Many Democrats in Congress are not enamored with his full-throated push to oust Trump. House Minority Leader Nancy Pelosi called an impeachment campaign unpractical last year and suggested it distracts from special counsel Robert Mueller's investigation and could jeopardize Democratic efforts to take back Congress in 2018.

Steyer supports Mueller investigation but thinks there is an "open and shut case that [Trump] has met the criteria for impeachment" - the well-healed businessman has yet to produce evidence supporting his position.

There is speculation that his $20 million impeachment campaign is part of a larger scheme to run for national office. "I want to be part of the group of people who push America back onto a just and prosperous path," Steyer said, without responding to questions on his thoughts on the current field of senatorial candidates in California.

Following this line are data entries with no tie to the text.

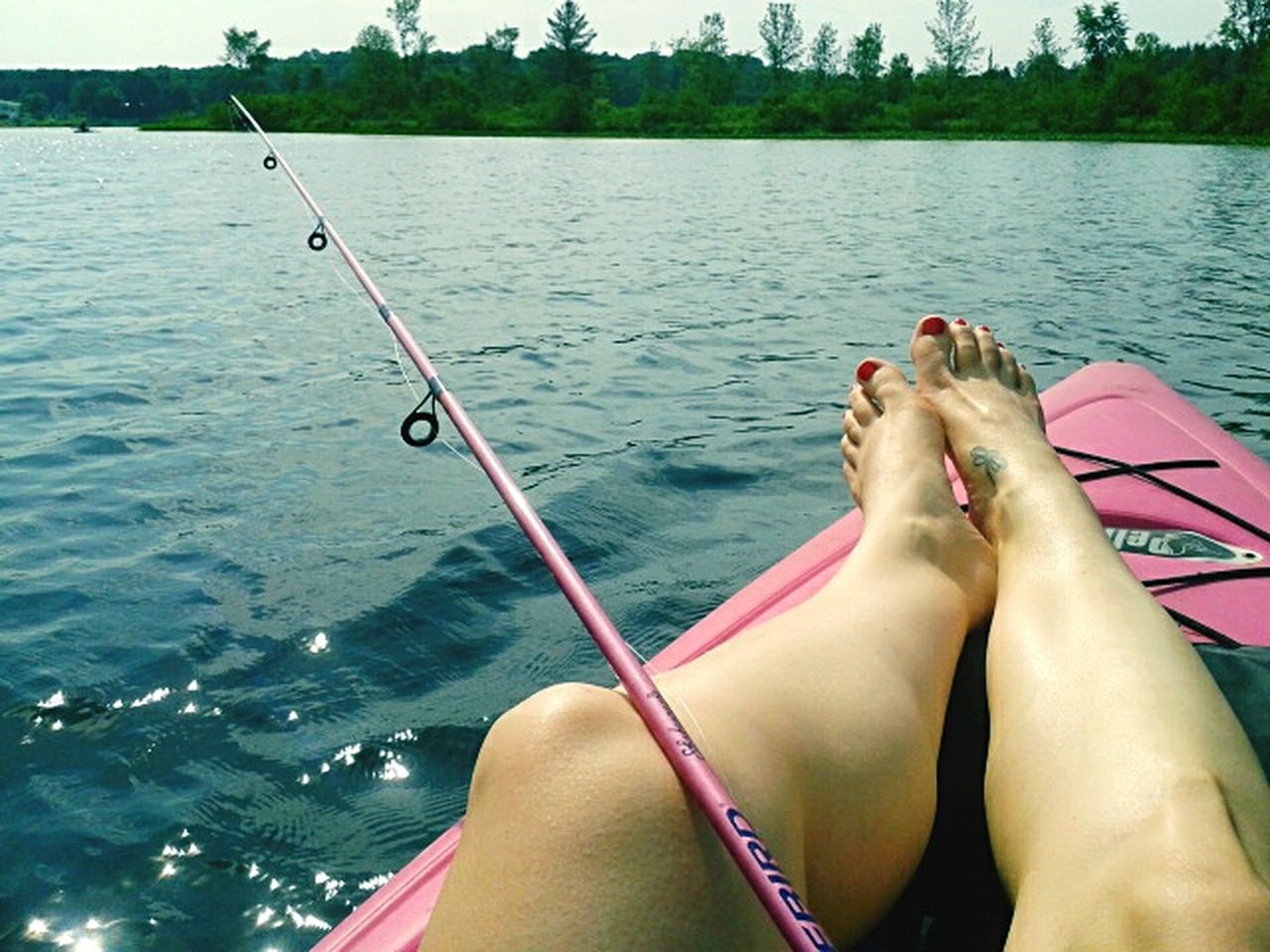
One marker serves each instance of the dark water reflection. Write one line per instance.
(250, 643)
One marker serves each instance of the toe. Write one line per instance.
(883, 382)
(1026, 384)
(989, 354)
(852, 430)
(861, 407)
(1008, 372)
(931, 349)
(965, 350)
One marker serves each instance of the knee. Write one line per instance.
(572, 737)
(1192, 884)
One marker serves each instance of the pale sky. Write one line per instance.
(126, 33)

California's Senate President Kevin de Leon is challenging Sen. Dianne Feinstein for the U.S. Senate, while Lt. Gov. Gavin Newsom and former Los Angeles Mayor Antonio Villaraigosa lead the Democratic candidates for governor.

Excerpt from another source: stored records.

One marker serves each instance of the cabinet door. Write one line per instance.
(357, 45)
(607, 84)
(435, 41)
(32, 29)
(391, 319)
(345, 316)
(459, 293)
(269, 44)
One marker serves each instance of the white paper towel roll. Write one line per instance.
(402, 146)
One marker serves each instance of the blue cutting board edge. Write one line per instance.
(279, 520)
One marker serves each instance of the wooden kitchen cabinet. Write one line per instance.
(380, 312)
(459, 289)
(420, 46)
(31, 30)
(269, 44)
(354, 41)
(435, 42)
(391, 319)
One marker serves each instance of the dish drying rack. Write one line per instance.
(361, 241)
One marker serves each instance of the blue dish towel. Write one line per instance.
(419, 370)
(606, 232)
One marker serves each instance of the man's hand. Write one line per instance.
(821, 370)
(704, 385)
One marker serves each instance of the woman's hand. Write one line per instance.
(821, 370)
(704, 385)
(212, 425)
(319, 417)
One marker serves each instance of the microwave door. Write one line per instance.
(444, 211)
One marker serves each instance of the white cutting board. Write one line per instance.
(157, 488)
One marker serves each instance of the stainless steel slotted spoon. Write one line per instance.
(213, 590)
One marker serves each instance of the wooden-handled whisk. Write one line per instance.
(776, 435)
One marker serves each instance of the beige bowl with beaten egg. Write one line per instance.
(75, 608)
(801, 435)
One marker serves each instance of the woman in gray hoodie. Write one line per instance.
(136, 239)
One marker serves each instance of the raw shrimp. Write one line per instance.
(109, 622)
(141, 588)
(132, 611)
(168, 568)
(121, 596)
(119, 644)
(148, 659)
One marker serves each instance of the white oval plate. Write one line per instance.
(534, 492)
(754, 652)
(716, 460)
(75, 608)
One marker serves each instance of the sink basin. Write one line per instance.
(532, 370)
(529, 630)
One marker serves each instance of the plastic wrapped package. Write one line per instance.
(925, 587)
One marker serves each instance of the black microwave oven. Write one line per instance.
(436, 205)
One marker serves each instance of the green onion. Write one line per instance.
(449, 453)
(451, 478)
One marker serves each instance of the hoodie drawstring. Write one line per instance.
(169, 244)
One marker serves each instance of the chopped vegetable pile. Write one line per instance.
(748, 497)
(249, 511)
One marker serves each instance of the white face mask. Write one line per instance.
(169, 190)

Steyer's reputation as a king-maker is sketchy. He spent about $86 million in the 2016 election cycle, for instance, in a losing bid to get Democrats elected. Steyer's political group, NextGen Climate, spent about $56 million in 2016, according to campaign finance data.

NextGen also spent nearly $21 million in the 2014 election cycle, but only had a 38 percent rate of supporting winning candidates, according to the Center for Responsive Politics. Steyer spent more than $73 million of his personal fortune that election cycle, only to see Republicans take control of the Senate.

Steyer's overall contributions dwarfed those of fellow billionaire Sheldon Adelson, a conservative who pledged $47 million in donations to Republican candidates in 2016.